While Republicans have governed like a majority party, they are in fact a minority party. With one exception in 2004, Democrats have won the popular vote in every presidential election since 1992. In 2016, Democrats honored the rule of law that handed the presidency to the Republican candidate who lost the popular vote by almost 3 million. In 2018, successful Democratic candidates for the Senate received 17 million more votes than their Republican opponents. That same year, House Democrats received almost 10 million (8.6%) more votes than Republicans — the largest midterm margin of any party, ever.
Lee would say this is because we are a republic. Yes, but. In the real world, not in Lee’s tidy constitutional world, at some point a majority party will push back against a minority party that over-abuses its undemocratic privileges. Call it death by a thousand cuts.
Republican rule has brought us to that point, at a time when we desperately need our government to lead again, starting with a plan to defeat COVID-19. But if Democrats win unified government, Republicans will block their recovery efforts (just because they can). They not only drove the car into the ditch, they will also try to prevent Democrats from getting it back on the road.
What’s needed is a re-balanced mix of democracy and restraints.
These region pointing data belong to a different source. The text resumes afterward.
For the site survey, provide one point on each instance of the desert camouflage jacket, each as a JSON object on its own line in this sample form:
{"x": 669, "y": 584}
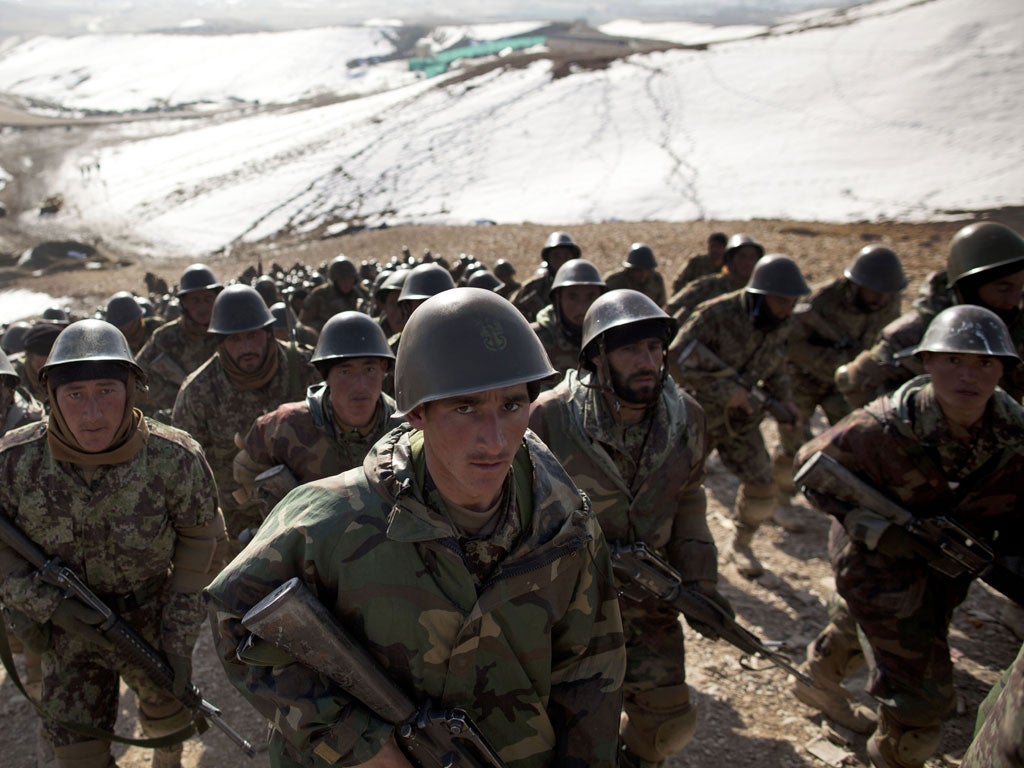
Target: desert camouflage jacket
{"x": 303, "y": 437}
{"x": 213, "y": 411}
{"x": 325, "y": 301}
{"x": 174, "y": 350}
{"x": 562, "y": 351}
{"x": 724, "y": 327}
{"x": 830, "y": 330}
{"x": 652, "y": 288}
{"x": 535, "y": 655}
{"x": 663, "y": 503}
{"x": 118, "y": 532}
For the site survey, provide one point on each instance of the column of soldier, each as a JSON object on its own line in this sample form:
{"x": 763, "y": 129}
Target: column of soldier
{"x": 495, "y": 492}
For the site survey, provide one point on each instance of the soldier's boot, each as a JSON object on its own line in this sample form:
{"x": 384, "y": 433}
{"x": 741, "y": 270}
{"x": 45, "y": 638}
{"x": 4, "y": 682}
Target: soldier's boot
{"x": 93, "y": 754}
{"x": 894, "y": 745}
{"x": 830, "y": 656}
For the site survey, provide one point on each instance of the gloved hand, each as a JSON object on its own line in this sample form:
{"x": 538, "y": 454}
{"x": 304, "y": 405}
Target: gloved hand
{"x": 181, "y": 667}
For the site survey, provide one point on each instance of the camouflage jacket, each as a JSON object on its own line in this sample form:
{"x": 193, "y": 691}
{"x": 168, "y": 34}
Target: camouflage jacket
{"x": 891, "y": 360}
{"x": 174, "y": 350}
{"x": 664, "y": 504}
{"x": 534, "y": 296}
{"x": 685, "y": 301}
{"x": 830, "y": 330}
{"x": 724, "y": 327}
{"x": 562, "y": 351}
{"x": 118, "y": 532}
{"x": 998, "y": 739}
{"x": 213, "y": 411}
{"x": 901, "y": 445}
{"x": 303, "y": 437}
{"x": 536, "y": 656}
{"x": 325, "y": 301}
{"x": 652, "y": 288}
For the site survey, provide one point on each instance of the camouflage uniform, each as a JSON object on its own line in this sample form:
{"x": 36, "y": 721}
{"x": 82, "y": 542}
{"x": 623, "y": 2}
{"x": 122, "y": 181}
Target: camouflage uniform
{"x": 998, "y": 739}
{"x": 562, "y": 351}
{"x": 901, "y": 445}
{"x": 213, "y": 411}
{"x": 303, "y": 437}
{"x": 652, "y": 287}
{"x": 654, "y": 497}
{"x": 326, "y": 301}
{"x": 126, "y": 534}
{"x": 174, "y": 350}
{"x": 520, "y": 629}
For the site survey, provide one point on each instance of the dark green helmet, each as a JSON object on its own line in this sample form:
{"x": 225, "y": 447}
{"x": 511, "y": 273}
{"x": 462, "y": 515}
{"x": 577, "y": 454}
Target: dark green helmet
{"x": 640, "y": 257}
{"x": 198, "y": 278}
{"x": 122, "y": 309}
{"x": 349, "y": 335}
{"x": 980, "y": 247}
{"x": 91, "y": 341}
{"x": 877, "y": 268}
{"x": 776, "y": 274}
{"x": 969, "y": 329}
{"x": 425, "y": 281}
{"x": 621, "y": 309}
{"x": 238, "y": 310}
{"x": 469, "y": 340}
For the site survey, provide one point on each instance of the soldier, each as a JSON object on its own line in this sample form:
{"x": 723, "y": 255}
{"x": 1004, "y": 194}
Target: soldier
{"x": 704, "y": 264}
{"x": 559, "y": 325}
{"x": 639, "y": 272}
{"x": 178, "y": 347}
{"x": 130, "y": 505}
{"x": 635, "y": 444}
{"x": 740, "y": 256}
{"x": 251, "y": 374}
{"x": 532, "y": 297}
{"x": 460, "y": 554}
{"x": 745, "y": 332}
{"x": 839, "y": 321}
{"x": 333, "y": 429}
{"x": 945, "y": 443}
{"x": 341, "y": 293}
{"x": 985, "y": 267}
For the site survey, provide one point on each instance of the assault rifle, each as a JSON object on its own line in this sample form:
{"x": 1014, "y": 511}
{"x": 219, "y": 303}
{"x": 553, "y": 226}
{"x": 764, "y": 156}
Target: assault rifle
{"x": 292, "y": 619}
{"x": 641, "y": 574}
{"x": 957, "y": 551}
{"x": 128, "y": 643}
{"x": 696, "y": 348}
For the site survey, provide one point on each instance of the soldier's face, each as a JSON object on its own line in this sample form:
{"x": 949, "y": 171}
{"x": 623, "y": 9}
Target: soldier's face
{"x": 963, "y": 383}
{"x": 199, "y": 305}
{"x": 247, "y": 349}
{"x": 636, "y": 370}
{"x": 355, "y": 388}
{"x": 93, "y": 410}
{"x": 470, "y": 441}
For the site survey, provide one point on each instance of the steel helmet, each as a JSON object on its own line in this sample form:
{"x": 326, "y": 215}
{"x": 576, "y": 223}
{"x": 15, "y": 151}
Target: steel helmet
{"x": 239, "y": 309}
{"x": 425, "y": 281}
{"x": 877, "y": 268}
{"x": 776, "y": 274}
{"x": 91, "y": 341}
{"x": 621, "y": 307}
{"x": 349, "y": 334}
{"x": 640, "y": 257}
{"x": 122, "y": 309}
{"x": 980, "y": 247}
{"x": 198, "y": 278}
{"x": 969, "y": 329}
{"x": 469, "y": 340}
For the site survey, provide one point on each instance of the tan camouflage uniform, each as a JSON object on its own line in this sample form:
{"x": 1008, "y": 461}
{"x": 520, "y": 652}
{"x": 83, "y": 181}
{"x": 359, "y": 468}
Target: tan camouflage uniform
{"x": 521, "y": 628}
{"x": 644, "y": 480}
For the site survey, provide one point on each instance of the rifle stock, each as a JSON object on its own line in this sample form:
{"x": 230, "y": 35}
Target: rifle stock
{"x": 293, "y": 620}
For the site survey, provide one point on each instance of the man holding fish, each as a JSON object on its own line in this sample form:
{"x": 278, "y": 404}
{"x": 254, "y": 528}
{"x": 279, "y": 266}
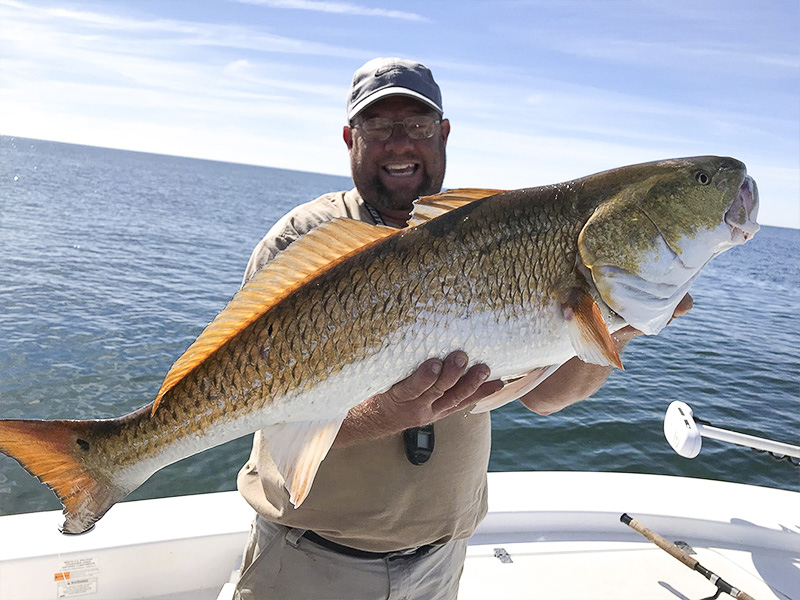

Come January 2021, if they win the Senate, Democrats should do unto Republicans what they have done unto them: dispense with most voluntary restraints — norms — and maximize power under the rules; in other words, match Sen. Mitch McConnell’s leadership of Republicans in the Senate.
This may include ending the Senate filibuster, adding two or more seats to the Supreme Court’s composition, and admitting the District of Columbia and Puerto Rico as new states. Any or all of these can be advanced with simple majority votes in Congress.
The 2020 elections could result in a (little d) democratic wave that triggers real change in Democratic governance, and the fear of that prospect may be why Lee felt the need to (falsely) lecture us on Twitter about our form of government.
David Burns has degrees in history and law. He lives in Salt Lake City. Like Mitt Romney, he didn’t vote for Donald Trump.